Late last year, I decided to sell my home and buy something a bit more practical. One of the things that I looked for was a home that would be better suited to my computer network. I was ecstatic when I found a house that had a large bonus room with two huge, air conditioned closets. When I moved in, I set up my computer rack in one of the closets and ran the KVM cables through a hole in the wall. My thinking was that I would be able to work in comfort because all of the heat producing computers were in a separate room. I had also hoped that since the closet was smaller than the office at my old home, that the air conditioner would be able to do a better job of keeping things cool.
Up until about a month ago, my plan worked great. My computers are all in the closet where I can’t hear them or feel the heat that they give off. However, I recently discovered that the closet isn’t very well insulated. By the time the temperature outside had reached 80 degrees, my computer room was already over a hundred degrees, and that was with the air conditioner running. Being that it was only March at the time, I knew that I had to do something because my computer room was only going to keep getting hotter.
I got on the Internet and found a couple of different companies that make portable air conditioners. I bought one that was designed specifically for server rooms. The air conditioner was reasonably priced (under $500), but hooking it up proved to be interesting.
What I didn’t realize was that even portable air conditioners require a couple of vents. One vent allows hot air to be removed from the room. The other is basically a drain for water that condenses. The particular model that I bought automatically evaporates most of the condensed water, but still has to be drained occasionally. What I wasn’t counting on was that I had to cut a five inch diameter hole in my wall for the hot air vent.

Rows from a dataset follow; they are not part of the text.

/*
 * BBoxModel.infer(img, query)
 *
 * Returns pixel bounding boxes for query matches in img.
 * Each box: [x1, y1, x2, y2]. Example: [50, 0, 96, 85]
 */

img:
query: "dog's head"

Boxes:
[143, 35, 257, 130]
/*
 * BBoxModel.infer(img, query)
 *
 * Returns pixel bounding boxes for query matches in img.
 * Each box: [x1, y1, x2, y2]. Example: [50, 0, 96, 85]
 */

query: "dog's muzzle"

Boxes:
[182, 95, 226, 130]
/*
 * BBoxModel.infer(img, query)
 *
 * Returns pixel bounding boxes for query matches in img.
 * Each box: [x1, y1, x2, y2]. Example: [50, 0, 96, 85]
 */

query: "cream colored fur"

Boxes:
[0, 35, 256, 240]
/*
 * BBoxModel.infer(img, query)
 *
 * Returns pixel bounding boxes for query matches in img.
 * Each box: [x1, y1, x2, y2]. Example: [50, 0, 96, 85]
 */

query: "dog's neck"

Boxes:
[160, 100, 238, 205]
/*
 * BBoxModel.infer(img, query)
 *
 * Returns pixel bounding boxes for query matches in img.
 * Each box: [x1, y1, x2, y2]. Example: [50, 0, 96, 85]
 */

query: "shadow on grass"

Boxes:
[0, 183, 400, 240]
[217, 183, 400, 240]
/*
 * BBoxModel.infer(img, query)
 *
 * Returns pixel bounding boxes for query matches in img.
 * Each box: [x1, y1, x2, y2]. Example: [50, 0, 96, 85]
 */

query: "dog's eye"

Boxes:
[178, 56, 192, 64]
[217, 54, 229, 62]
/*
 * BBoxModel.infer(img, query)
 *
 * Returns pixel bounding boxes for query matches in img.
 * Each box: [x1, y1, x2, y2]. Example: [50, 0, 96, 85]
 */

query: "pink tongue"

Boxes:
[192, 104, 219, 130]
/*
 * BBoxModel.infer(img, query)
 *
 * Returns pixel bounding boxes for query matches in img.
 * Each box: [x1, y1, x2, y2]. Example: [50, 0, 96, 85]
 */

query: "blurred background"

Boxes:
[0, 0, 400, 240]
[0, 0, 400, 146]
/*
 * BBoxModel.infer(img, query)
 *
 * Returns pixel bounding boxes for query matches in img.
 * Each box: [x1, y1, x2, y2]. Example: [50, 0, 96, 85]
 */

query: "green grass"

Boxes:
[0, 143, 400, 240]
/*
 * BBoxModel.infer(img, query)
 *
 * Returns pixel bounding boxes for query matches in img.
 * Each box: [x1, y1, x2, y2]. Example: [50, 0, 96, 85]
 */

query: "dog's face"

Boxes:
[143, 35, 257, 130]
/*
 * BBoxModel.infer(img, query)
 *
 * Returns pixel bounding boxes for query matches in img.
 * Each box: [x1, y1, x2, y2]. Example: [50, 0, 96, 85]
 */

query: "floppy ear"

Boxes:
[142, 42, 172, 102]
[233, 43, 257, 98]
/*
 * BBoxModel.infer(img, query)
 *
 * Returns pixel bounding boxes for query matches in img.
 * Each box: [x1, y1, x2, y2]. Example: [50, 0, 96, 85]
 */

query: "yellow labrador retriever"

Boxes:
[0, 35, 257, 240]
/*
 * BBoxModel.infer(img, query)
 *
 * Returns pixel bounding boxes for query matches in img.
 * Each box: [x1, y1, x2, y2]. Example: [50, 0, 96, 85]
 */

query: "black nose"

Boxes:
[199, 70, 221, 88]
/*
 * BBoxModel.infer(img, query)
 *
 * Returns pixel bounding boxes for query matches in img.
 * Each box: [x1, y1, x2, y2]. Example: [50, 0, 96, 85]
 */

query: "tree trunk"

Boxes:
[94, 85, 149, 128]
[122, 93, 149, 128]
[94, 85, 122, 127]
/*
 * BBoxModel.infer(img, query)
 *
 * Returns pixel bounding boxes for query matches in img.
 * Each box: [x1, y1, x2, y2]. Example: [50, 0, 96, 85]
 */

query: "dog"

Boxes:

It was a little unnerving cutting a huge hole into a brand new house, but I did it and the air conditioner works fine.
The server room will never be ice cold during the summer, but thanks to my “portable” air conditioner and the home’s air conditioner, my servers aren’t going to overheat either. So far the hottest day that we have had this season has been about 87 degrees. During the heat of the day, the server room was a comfortable 74 degrees.
If you are reading this and thinking about adding an air conditioner to your computer room, there are a few things that you need to consider. First, be sure to check out the number of BTUs that the air conditioner is rated for. A 12,000 BTU air conditioner will only cool an area of about 400 square feet.
Another thing to keep in mind is that air conditioners require a lot of electricity. For example, the unit that I bought draws 900 watts of power. Since your computers are already drawing a lot of electricity, it would be easy for an air conditioner to trip a circuit breaker. It’s best to have an electrician install an electrical outlet that is on a dedicated circuit.
In this article, I have told you my story of dealing with the effects of summer heat on my computers. Here is a list of things that you can do to help to minimize heat buildup in your own computer room:
- Some computers monitor the temperature at the BIOS level. If your computers support this feature, then configure any non essential machines to automatically shut down if they begin to overheat.
- If possible, distribute your servers throughout several server rooms rather than placing them all in a single room.
- Try moving servers to the lowest floor possible. Lower floors stay cooler.
- Basements often have ideal climates for computers. If you do use a basement, be sure to elevate all computers and wiring at least a foot above the floor in case of flooding.
- Supplemental air conditioners can really help you get a handle on server room heat, but keep in mind that they may require professional installation.